The Democratic Republic of Congo (DRC) intends to play a central role in the Central Africa and Great-Lake sub-regions and to positively impact on their evolutions and development by adopting a more constructive attitude since it has for many years been a destabilising point in the heart of this region or the place of destabilising activities from its neighbourhood. In this respect, as from 1998, the DRC has been the theatre of a regional war opposing some Congolese rebels backed by Rwanda, Uganda and Burundi to the former president Laurent Désiré Kabila militarily supported by Angola, Namibia and Zimbabwe - as well as Chad which soon withdrew from the conflict – and who was also helped by exiled soldiers from the ex-Rwandan armed forces (ex-FAR).

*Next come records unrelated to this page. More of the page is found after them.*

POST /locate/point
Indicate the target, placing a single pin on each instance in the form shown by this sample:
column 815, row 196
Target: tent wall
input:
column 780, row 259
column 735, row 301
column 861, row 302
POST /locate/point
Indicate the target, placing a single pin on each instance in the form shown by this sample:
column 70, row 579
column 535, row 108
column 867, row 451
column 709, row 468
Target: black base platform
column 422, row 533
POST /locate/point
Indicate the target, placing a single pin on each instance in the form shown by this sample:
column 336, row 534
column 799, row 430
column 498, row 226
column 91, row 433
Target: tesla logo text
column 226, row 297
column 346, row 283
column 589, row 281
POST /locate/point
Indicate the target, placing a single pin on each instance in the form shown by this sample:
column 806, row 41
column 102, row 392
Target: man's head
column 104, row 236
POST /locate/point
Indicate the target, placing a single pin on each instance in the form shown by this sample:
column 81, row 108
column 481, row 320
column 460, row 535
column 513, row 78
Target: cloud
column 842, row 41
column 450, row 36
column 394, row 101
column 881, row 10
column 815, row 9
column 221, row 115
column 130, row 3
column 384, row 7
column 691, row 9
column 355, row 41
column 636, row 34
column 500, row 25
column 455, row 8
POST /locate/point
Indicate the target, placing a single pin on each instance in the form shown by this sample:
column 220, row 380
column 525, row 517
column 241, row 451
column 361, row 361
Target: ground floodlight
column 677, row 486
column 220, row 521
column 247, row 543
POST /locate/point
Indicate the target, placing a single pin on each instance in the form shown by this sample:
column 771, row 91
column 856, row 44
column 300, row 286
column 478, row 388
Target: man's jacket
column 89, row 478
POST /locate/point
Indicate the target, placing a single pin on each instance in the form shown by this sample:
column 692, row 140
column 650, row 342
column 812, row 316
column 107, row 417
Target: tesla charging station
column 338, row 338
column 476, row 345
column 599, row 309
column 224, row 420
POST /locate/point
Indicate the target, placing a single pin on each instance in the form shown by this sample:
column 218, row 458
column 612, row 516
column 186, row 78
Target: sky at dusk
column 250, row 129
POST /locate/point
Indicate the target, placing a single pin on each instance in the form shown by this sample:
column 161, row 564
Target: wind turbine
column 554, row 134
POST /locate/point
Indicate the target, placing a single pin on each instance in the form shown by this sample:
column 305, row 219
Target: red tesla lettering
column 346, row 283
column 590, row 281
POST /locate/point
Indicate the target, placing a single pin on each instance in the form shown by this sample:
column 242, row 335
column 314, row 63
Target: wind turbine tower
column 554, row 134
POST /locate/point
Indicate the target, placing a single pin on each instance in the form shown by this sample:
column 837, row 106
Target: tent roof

The vision of what would be the DRC foreign policy objectives within the framework of its transition towards a durable and sustainable peace and the [re]construction of a strong, efficient and effective state after years of political instability, rebellions, civil war, bad governance, lack of democracy, that normally started with the first presidential elections ever organised in more than 40 years, was expressed during the electoral campaign by the elected president Joseph Kabila.

 

The new president envisions to restore the State authority over its domestic and foreign policy. The new diplomatic orientations of the third Republic are not really ambitious but quite simple, classical and realistic. There is no hegemonic agenda over the sub-region. The main objectives of the DRC foreign policy have to do with the following:

 

-   Implement a good neighborhood policy with countries bordering the DRC;

-   Establish a safe area with its neighbours and reaffirm the integrating role of the DRC in the Central Africa sub-region;

-  Revitalize the DRC participation in main African international organizations and strengthen its initiatives within the framework of the Great Lake Conference for peace;

-   Launch initiatives aiming at strengthening the Great Lake Conference for peace;-   Define and focus the DRC diplomacy on essential axis avoiding scatters;

-   Implement a policy aiming at promoting Congolese competencies in international organisation (within the UN system, the Organisation Intergouvernementale de la Francophonie and the African Union).